Der Polizist schaut uns an und sagt:
- Der Apfel fällt nicht weit vom Stamm.
Auch Großmutter schaut uns an und sagt:
- Das hoffe ich doch. Was habt ihr wieder angestellt, Hundesöhne?
Der Polizist fragt:
- Wo wart ihr gestern abend?
Wir antworten:
- Hier.
- Ihr habt euch nicht in den Kneipen rumgetrieben, wie gewöhnlich?

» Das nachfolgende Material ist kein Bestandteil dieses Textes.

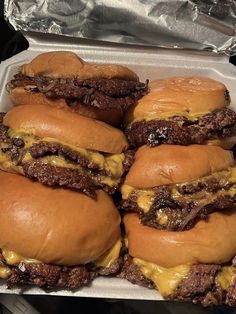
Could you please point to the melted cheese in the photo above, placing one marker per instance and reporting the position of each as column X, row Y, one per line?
column 112, row 163
column 5, row 272
column 146, row 197
column 166, row 280
column 168, row 115
column 226, row 276
column 111, row 256
column 6, row 163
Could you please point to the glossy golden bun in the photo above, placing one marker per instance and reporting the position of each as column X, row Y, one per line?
column 55, row 226
column 212, row 241
column 171, row 164
column 62, row 64
column 19, row 96
column 180, row 95
column 65, row 126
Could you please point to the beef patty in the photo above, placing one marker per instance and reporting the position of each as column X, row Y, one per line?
column 100, row 93
column 181, row 131
column 56, row 164
column 178, row 207
column 54, row 277
column 200, row 285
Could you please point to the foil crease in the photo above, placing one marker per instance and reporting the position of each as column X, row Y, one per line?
column 198, row 24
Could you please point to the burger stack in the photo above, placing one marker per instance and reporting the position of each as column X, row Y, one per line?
column 180, row 193
column 59, row 227
column 63, row 160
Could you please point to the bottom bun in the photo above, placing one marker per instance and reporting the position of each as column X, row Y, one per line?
column 203, row 244
column 55, row 226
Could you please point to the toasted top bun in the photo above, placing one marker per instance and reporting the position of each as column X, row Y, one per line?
column 202, row 244
column 19, row 96
column 180, row 95
column 171, row 164
column 46, row 121
column 55, row 225
column 64, row 64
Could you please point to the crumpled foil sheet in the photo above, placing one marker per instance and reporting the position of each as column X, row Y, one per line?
column 197, row 24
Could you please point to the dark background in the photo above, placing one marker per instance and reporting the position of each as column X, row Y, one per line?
column 11, row 43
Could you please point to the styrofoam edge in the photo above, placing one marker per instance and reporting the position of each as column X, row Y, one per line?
column 108, row 288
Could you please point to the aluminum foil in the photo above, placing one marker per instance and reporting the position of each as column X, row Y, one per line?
column 197, row 24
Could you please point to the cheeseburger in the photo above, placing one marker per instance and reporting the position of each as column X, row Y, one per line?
column 182, row 111
column 171, row 186
column 63, row 79
column 53, row 238
column 60, row 148
column 195, row 265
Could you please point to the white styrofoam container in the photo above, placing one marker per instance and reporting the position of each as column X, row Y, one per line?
column 151, row 63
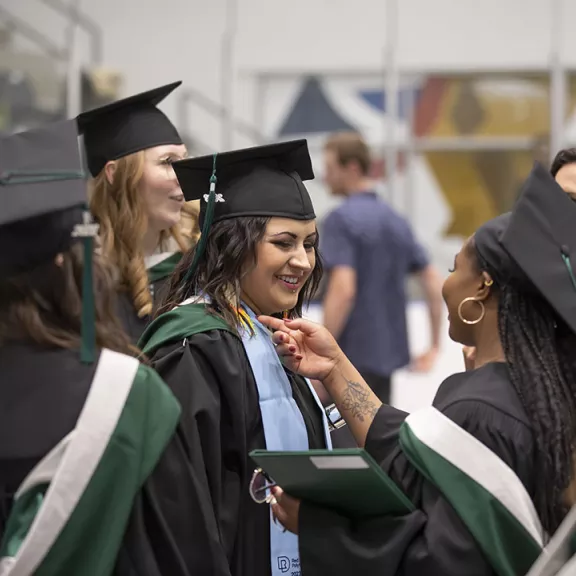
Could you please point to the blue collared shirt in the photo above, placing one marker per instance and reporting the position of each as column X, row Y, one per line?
column 366, row 234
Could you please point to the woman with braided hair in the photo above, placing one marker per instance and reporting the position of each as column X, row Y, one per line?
column 489, row 467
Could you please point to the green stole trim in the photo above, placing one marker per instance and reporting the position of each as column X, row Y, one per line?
column 94, row 524
column 180, row 323
column 164, row 268
column 559, row 556
column 485, row 493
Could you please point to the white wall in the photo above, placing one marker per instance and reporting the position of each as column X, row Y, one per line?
column 153, row 41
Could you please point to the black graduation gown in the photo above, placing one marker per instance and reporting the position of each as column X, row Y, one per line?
column 227, row 534
column 42, row 392
column 431, row 541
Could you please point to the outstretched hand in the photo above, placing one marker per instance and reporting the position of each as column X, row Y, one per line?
column 305, row 347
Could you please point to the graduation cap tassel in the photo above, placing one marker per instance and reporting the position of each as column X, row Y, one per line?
column 87, row 351
column 201, row 246
column 87, row 231
column 568, row 265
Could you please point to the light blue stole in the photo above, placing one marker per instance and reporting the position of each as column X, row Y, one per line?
column 284, row 428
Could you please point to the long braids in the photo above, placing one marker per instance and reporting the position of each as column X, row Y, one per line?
column 539, row 349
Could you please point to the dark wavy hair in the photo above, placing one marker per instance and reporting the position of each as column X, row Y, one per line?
column 564, row 157
column 230, row 250
column 44, row 305
column 540, row 353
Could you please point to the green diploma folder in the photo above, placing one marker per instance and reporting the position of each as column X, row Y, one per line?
column 346, row 480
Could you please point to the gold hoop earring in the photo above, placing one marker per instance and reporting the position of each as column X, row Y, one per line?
column 471, row 299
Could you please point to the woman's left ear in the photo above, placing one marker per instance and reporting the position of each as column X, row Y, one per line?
column 487, row 284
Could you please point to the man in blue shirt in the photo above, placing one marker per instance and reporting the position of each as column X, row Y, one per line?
column 369, row 250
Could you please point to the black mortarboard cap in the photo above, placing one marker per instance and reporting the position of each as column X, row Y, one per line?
column 43, row 208
column 535, row 244
column 126, row 126
column 42, row 195
column 259, row 181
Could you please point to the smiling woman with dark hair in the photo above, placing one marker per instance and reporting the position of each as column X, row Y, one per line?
column 259, row 256
column 490, row 466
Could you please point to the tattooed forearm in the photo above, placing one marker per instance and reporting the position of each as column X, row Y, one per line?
column 356, row 400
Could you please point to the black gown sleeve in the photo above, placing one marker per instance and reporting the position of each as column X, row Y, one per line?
column 431, row 540
column 195, row 508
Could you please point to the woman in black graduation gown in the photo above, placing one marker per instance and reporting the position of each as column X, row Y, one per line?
column 259, row 255
column 511, row 295
column 48, row 387
column 130, row 145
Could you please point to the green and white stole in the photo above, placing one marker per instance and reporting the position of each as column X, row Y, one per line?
column 559, row 556
column 70, row 514
column 483, row 490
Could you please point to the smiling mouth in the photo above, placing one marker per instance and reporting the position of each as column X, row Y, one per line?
column 292, row 283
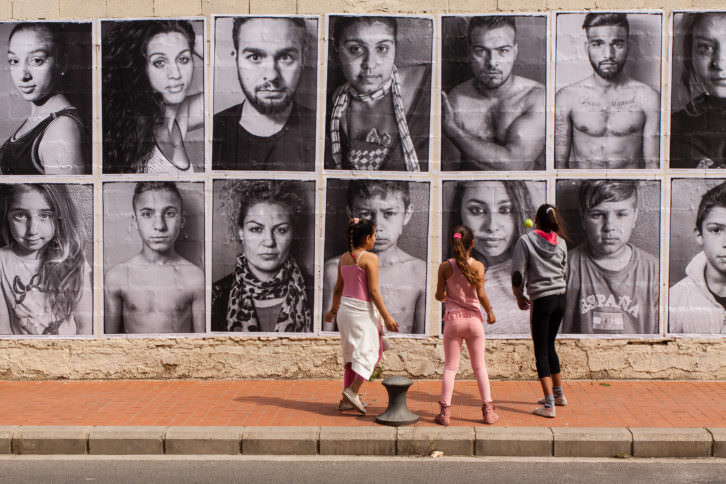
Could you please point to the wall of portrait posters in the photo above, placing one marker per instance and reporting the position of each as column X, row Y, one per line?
column 195, row 175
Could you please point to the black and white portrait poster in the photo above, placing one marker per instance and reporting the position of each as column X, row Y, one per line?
column 263, row 255
column 613, row 275
column 47, row 102
column 152, row 96
column 400, row 211
column 494, row 73
column 265, row 93
column 153, row 257
column 46, row 259
column 495, row 211
column 378, row 115
column 697, row 295
column 698, row 93
column 608, row 82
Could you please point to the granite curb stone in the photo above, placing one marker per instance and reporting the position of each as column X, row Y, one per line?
column 6, row 438
column 51, row 440
column 591, row 442
column 281, row 440
column 719, row 441
column 513, row 441
column 358, row 441
column 132, row 440
column 671, row 442
column 204, row 440
column 425, row 440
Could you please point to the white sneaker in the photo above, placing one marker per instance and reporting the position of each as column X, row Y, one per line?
column 353, row 399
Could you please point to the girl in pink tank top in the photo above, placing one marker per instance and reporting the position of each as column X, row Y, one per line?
column 461, row 287
column 356, row 306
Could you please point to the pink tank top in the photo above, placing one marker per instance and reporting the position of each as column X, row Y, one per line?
column 355, row 281
column 460, row 295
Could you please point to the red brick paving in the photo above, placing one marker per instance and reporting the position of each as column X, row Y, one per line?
column 314, row 402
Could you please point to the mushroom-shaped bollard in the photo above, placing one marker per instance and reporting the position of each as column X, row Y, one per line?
column 397, row 413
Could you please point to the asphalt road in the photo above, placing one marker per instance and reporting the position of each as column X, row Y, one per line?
column 200, row 469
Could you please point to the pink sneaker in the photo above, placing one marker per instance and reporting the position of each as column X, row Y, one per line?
column 490, row 416
column 444, row 417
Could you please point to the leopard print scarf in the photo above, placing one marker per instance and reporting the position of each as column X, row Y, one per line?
column 295, row 315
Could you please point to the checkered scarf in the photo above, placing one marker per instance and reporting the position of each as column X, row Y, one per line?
column 288, row 284
column 342, row 101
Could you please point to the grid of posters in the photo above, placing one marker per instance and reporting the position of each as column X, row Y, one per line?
column 195, row 175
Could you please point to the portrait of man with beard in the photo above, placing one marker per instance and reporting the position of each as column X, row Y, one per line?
column 608, row 120
column 495, row 119
column 270, row 129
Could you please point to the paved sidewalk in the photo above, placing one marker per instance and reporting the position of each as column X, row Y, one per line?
column 314, row 403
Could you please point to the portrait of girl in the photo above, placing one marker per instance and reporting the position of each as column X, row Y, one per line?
column 263, row 232
column 379, row 93
column 495, row 211
column 153, row 96
column 47, row 123
column 44, row 274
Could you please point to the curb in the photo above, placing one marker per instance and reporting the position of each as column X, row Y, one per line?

- Nein. Wir sind hiergeblieben, weil Großmutter einen Unfall hatte.
Großmutter sagt sehr schnell:
- Ich bin auf der Kellertreppe hingefallen. Die Stufen sind glitschig, ich bin ausgerutscht. Ich habe mir den Kopf angestoßen. Die Kleinen haben mich hochgebracht, sie haben mich gepflegt. Sie sind die ganze Nacht bei mir geblieben.
Der Polizist sagt:
- Sie haben eine schlimme Beule, ich sehe. In Ihrem Alter muß man vorsichtig sein. Gut. Wir werden das Haus durchsuchen. Kommt alle drei. Wir fangen mit dem Keller an.
Großmutter öffnet die Kellertür; wir steigen hinunter.
Der Polizist räumt alles um, die Säcke, die Kannen, die Körbe, den Kartoffelhaufen.
Großmutter fragt uns leise:
- Was sucht er?
Wir zucken die Achseln.
Nach dem Keller durchsucht der Polizist die Küche. Dann muß Großmutter ihr Zimmer aufschließen. Der Polizist zerwühlt ihr Bett. Es ist nichts im Bett, auch nicht im Strohsack, nur ein bißchen Kleingeld unter dem Kopfkissen.